Employers want workers to feel comfortable on the job site. When employees are happy and comfortable, retention is boosted, good team spirit abounds, production increases and employees enjoy good physical and mental health. Is it possible to feel too comfortable? Feeling overly relaxed at work can breed a false sense of security. It allows workers to lose awareness of the hazards and risks that surround them, to take their environment for granted and overlook signs of a potential threat. Too much ease leads to work done on “auto-pilot,” a condition in which a worker stops paying attention to what he’s doing, leading to shortcuts and risk-taking behaviour. Combine this with fatigue and the situation can become deadly. Complacency is a dangerous mindset that occurs most often when working on routine, repetitive tasks or driving familiar routes.
What is complacency in the workplace?
Complacency is self-satisfaction and a sense of security in one’s own abilities accompanied by unawareness of dangers and/or deficiencies. Employees tune out, cease to think, and merely follow a routine. They enter “autopilot mode” and complete tasks automatically instead of mindfully. Complacency is deadly in the workplace, causing underestimation of risk, failure to notice changes in the environment and lack of acknowledgment of hazards. It contributes to incidents/accidents. It’s important that companies and employees work to avoid complacency.
How does workplace complacency affect a company?
It’s in a company’s best interests to pay attention to workplace complacency as it leads to:
- More accidents/incidents
- Lower worker wellbeing
- Reduced productivity
- Less innovation/creativity
- Low morale
- Employee disengagement
- Competitive disadvantage
- Reduced profits
- Less growth/success
Signs that your workers may be complacent:
There are telltale signs that may indicate a worker is being complacent or is in “autopilot mode.”
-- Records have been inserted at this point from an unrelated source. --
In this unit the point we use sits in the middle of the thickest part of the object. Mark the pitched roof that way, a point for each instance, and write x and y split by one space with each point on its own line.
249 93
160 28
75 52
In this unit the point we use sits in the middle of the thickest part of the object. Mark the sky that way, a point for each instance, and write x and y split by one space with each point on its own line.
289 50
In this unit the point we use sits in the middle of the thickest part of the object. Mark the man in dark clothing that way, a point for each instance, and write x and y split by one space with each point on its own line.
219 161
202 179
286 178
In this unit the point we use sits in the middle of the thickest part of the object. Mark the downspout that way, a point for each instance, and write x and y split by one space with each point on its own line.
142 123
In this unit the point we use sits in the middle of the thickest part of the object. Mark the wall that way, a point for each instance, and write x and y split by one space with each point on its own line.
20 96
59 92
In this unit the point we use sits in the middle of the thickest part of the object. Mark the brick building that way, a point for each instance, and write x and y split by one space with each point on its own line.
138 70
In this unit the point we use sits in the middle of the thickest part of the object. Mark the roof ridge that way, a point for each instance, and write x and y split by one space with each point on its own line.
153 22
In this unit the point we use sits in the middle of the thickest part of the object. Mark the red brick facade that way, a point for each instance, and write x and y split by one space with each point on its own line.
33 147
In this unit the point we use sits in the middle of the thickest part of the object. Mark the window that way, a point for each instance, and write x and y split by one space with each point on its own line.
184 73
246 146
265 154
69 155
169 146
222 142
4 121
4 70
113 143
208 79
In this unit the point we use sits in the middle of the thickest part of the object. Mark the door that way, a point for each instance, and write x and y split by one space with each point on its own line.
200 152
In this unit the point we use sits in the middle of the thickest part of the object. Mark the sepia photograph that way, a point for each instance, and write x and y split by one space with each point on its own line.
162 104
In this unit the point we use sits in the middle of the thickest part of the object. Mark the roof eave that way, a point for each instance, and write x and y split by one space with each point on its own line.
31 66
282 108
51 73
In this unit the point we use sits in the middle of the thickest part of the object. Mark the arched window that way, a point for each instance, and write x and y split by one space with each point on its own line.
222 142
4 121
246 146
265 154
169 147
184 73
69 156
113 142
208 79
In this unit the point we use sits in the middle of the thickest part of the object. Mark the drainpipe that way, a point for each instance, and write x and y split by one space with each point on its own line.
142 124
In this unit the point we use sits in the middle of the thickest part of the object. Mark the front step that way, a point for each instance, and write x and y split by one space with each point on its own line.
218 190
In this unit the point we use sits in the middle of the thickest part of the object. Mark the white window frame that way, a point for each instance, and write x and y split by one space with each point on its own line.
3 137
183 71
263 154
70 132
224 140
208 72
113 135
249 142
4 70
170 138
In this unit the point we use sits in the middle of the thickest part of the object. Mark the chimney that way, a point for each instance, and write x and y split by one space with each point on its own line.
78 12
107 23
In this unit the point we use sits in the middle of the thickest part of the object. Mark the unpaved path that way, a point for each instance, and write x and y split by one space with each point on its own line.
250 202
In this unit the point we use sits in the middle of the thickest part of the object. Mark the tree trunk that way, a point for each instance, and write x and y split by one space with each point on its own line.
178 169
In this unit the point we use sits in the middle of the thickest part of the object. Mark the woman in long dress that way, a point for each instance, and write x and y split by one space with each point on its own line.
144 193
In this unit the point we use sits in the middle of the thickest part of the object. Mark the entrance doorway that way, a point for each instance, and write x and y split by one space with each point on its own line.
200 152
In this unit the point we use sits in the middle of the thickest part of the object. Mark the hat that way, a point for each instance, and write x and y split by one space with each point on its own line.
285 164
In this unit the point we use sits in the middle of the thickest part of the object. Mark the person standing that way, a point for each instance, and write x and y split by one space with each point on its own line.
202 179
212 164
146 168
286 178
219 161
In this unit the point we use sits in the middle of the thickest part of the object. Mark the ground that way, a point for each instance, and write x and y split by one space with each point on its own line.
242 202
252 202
- Disengagement from tasks
- Neglecting tasks
- Frequent mistakes
- Taking shortcuts/missing steps in the process
- Lack of motivation
- Increased boredom
- Dissatisfaction with work
- Near misses and/or accidents
- Changes in attitude
- Lack of investment in self and/or others
- Loss of passion for the work
- Disinterest in opportunities and/or promotions
- Less thinking before action
- Little or no initiative
- Failure to point out hazards
- Blaming others
How to combat workplace complacency?
Though complacency on the job site is a common problem, there are ways to avoid and/or reduce the frequency.
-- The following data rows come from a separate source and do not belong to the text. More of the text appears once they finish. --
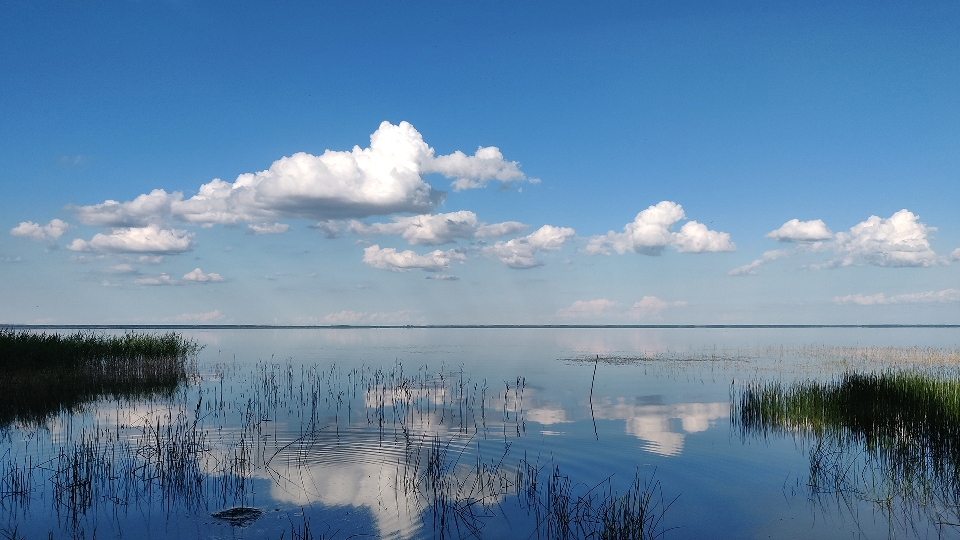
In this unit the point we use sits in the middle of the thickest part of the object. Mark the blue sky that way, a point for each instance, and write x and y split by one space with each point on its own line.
637 162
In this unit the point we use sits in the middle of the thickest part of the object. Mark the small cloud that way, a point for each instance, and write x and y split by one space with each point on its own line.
269 228
928 297
750 269
380 317
150 239
403 261
195 317
331 228
438 229
122 269
443 277
162 279
40 233
519 253
70 162
801 231
589 308
197 276
649 234
650 307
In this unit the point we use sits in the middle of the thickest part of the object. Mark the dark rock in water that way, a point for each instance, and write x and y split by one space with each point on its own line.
239 516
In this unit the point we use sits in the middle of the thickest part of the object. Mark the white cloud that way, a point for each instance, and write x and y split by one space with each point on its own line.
501 229
801 231
474 171
402 261
750 269
197 276
122 269
162 279
380 317
519 252
149 239
589 308
443 277
35 231
928 297
649 307
268 228
382 179
437 229
696 238
195 317
149 208
900 240
649 234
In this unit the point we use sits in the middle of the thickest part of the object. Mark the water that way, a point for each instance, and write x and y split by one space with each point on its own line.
421 433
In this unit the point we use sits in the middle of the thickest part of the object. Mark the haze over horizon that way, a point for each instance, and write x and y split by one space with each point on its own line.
543 163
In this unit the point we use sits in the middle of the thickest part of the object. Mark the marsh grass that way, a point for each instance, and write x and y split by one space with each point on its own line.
890 437
200 449
42 375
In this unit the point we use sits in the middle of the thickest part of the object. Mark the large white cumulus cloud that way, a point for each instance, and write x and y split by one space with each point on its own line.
649 234
519 253
382 179
900 240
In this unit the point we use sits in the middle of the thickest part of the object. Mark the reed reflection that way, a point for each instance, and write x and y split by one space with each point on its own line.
890 438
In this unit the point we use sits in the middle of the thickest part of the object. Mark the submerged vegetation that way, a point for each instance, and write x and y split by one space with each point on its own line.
44 374
435 445
889 437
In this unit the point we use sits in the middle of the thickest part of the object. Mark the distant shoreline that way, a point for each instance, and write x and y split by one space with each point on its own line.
447 326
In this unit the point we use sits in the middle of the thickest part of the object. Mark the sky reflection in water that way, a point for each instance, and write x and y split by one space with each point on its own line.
339 426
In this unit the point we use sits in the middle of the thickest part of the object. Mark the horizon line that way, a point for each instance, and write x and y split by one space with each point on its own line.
450 326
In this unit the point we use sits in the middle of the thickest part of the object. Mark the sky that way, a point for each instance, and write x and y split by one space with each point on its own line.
656 162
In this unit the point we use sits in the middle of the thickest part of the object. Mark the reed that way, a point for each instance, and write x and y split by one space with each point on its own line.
890 437
44 374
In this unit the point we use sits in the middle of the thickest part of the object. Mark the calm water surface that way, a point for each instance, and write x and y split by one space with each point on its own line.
421 433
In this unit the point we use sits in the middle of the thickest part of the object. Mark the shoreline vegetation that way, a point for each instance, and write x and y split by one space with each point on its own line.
890 437
42 375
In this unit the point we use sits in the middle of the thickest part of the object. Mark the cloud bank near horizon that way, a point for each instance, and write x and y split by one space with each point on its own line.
899 241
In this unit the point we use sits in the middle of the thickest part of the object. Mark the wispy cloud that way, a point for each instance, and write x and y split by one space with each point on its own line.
40 233
379 317
197 276
648 307
435 229
150 239
928 297
195 317
403 261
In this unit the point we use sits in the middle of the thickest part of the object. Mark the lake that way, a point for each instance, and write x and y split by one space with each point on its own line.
509 433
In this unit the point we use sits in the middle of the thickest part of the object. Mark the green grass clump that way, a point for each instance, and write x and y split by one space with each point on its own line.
891 436
44 374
- Constructive criticism for the purpose of reflection and positive change
- Regular feedback to encourage growth
- Nurturing a culture of accountability regarding rules and performance
- Providing learning opportunities following mistakes
- Shaking up the routine
- Team-building events
- Teaching self-awareness of behaviours, traits and abilities
- Reinforcing company values (interactive training sessions with a focus on the company’s values, an acknowledgment program for employees who demonstrate company values)
- Job shadowing (being around a peer who pays close attention to detail and performs their job well)
- Coaching program
- Regular risk assessments to keep staff aware of dangers
- Incentives for employees who show strong attention to detail, passion in their work and a willingness to receive constructive feedback (paid time off, bonuses, public recognition).
- Workplace transparency to keep employees engaged
- Regularly reviewing employees’ goals to create a sense of worth and value
- Focusing on continuous improvement
- Examining the data (Lost Time Injury, Experience Modification Rate, factors impacting these metrics).
Complacency is a silent killer, a problematic mindset that contributes to injuries and incidents on the job. It can affect a company’s overall performance and company culture. There are proven and practical ways to combat complacency for teams and individuals. It takes time and effort but it’s possible to avoid and/or reduce complacency, leading to a safer workplace.